(1.) THE appellants are manufacturers of medicaments. During the period of dispute [January - June 1998 for the first appeal and January to December 1997 for the second], they had availed MODVAT credit on inputs which were used in the manufacture of medicaments, which were cleared for export without payment of duty. The department issued show -cause notices asking them to show cause why the credit should not be denied on the ground that the products cleared for export were appropriately classifiable under SH 3003.20 chargeable to 'nil' rate of duty. These notices also proposed penalty. The proposals were contested by the party by submitting that the products cleared by them without payment of duty for export were "P or P medicaments" falling under SH 3003.10 and chargeable to duty and therefore they were entitled to input -duty credit. This plea was not accepted and, consequently, the demand of duty equivalent to the MODVAT credit came to be confirmed against the appellants by the adjudicating authority. The appeals preferred by the party against the orders of adjudication did not succeed. The present appeals are against the orders of the appellate Commissioner.

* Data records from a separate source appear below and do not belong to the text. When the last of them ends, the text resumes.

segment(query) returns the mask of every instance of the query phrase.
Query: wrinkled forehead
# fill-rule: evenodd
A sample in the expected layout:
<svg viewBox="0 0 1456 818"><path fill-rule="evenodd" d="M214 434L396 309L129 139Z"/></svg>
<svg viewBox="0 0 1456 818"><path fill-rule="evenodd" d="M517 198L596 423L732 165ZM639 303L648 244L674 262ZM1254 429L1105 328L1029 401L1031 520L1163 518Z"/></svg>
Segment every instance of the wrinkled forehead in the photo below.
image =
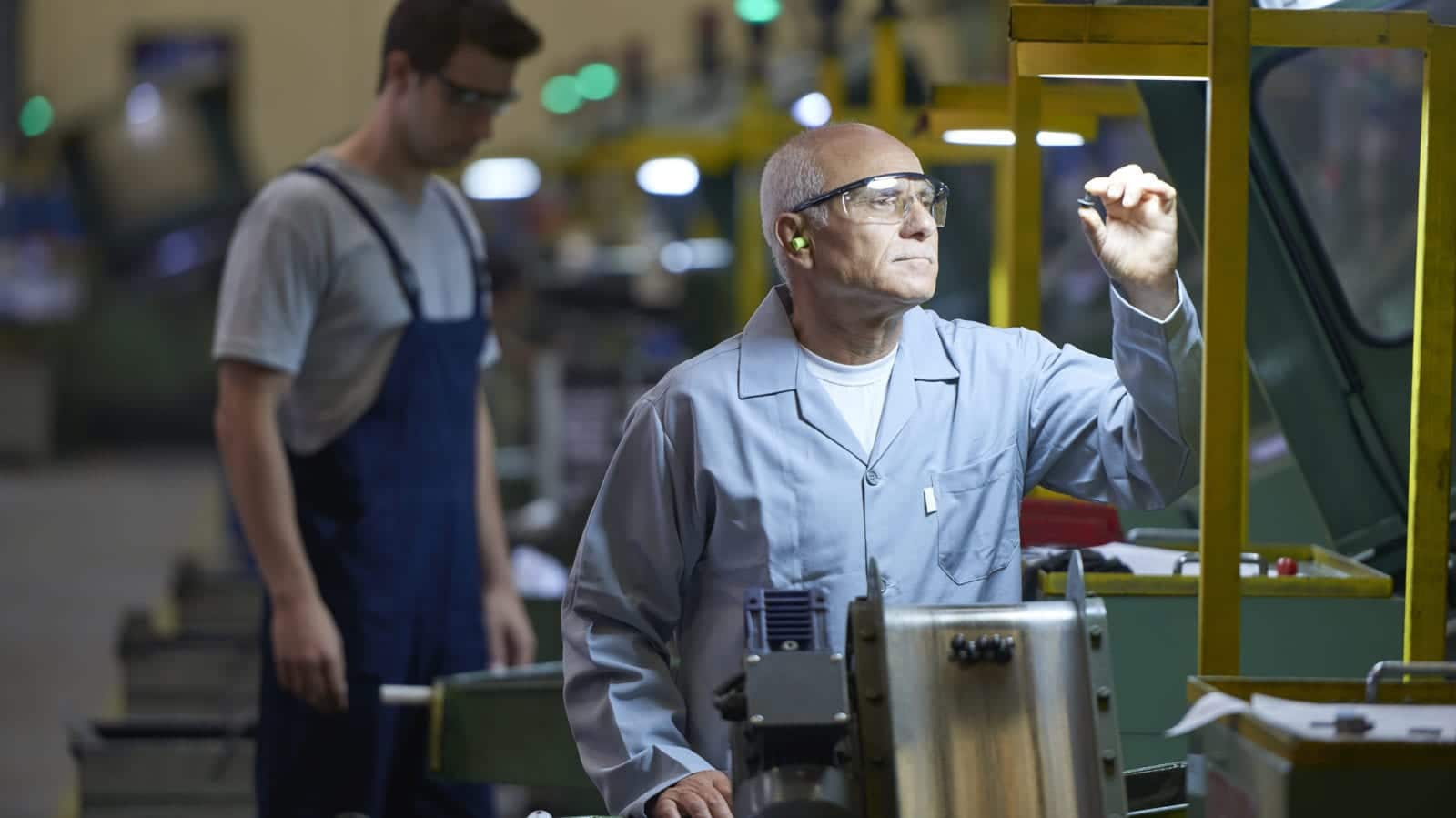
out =
<svg viewBox="0 0 1456 818"><path fill-rule="evenodd" d="M830 137L820 144L817 156L826 191L881 173L925 172L913 150L877 131L850 131Z"/></svg>

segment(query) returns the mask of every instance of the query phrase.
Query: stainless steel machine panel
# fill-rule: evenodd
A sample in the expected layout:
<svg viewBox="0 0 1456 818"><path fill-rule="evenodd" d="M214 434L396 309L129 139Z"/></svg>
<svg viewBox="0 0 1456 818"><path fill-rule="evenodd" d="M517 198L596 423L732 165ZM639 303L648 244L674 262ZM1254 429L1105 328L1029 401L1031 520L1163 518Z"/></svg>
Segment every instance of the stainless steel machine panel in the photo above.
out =
<svg viewBox="0 0 1456 818"><path fill-rule="evenodd" d="M884 608L900 817L1125 812L1105 617L1079 601ZM1009 659L957 659L981 636L1012 638Z"/></svg>

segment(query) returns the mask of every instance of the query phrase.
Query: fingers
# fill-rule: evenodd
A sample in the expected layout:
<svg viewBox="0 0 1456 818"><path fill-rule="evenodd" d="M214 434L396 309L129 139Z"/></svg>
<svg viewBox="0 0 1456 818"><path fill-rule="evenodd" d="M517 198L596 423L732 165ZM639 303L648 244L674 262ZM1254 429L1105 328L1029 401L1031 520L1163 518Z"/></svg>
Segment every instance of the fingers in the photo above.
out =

(2.) WE have heard the learned Counsel for the appellants and the learned SDR for the Revenue. It is submitted by the counsel that the goods cleared for export were admittedly medicaments falling under Heading 30.03 of the CETA Schedule, that these satisfied the requisite ingredients for classification as "P or P medicaments" under SH 3003.10 and that this classification was disapproved by the lower authorities on the sole ground that the trademark under which the medicaments were cleared for export had not been registered with the registering authority under the Trade and Merchandise Marks Act, 1958. It is further pointed out that the application filed for such registration was pending before the registering authority when the Commissioner (Appeals) considered the assessee's appeals and that such application has since been allowed and consequently the above trademark should be deemed to have been registered under the above Act since 2.4.1996 (the date of application for registration). On this basis, it is argued that the ground on which the appellant's product cleared for export was held to be not classifiable under SH 3003.10 is no longer tenable. It is argued that the said goods could only be classified under the said entry and were not to be treated as 'exempted goods' for the purpose of denial of the benefit of Rule 57C of the Central Excise Rules, 1944. In this connection, the learned Counsel has relied on Final Order Nos. 418 and 419/2008 dated 29.4.2008 passed by this Bench in Appeal Nos. E/1258 and 1259/1999, wherein one of the issues considered by this Bench was whether certain medicaments removed without payment of duty for export could be classified under SH 3003.10 and whether such goods could be treated as "exempted final products" for the purpose of Rule 57CC(1). The learned Counsel has relied on the said final order for the limited purpose of showing that, where the name on the product or its container is shown to be a brandname registered under the Trade and Merchandise Marks Act, the goods could only be classified as 'P or P medicaments' under SH 3003.10 and, by virtue of such classification, the goods could only be treated as dutiable goods for purposes of Rule 57C. We have heard the learned SDR, who has reiterated the findings of the lower appellate authority. She has, however, fairly acknowledged the fact that the trademark in question stands registered in the name of the appellants with effect from 2.4.1996.
(3.) THE period of dispute involved in this case is after 2.4.1996. Obviously, the medicaments cleared from the appellant's factory for export without payment of duty, were so cleared under a registered trademark and therefore it can hardly be gainsaid that the goods merited classification under SH 3003.10, which carried a rate of duty other than 'nil'. Such goods cannot be treated as 'exempted goods' merely on account of the fact that they were cleared without payment of duty for export. For these findings, the appellants have shown us requisite support from Final Order Nos. 418 and 419/2008 ibid. The MODVAT credit in question was taken on inputs used in, or in relation to, the manufacture of dutiable final products and the same cannot be denied to the assessee.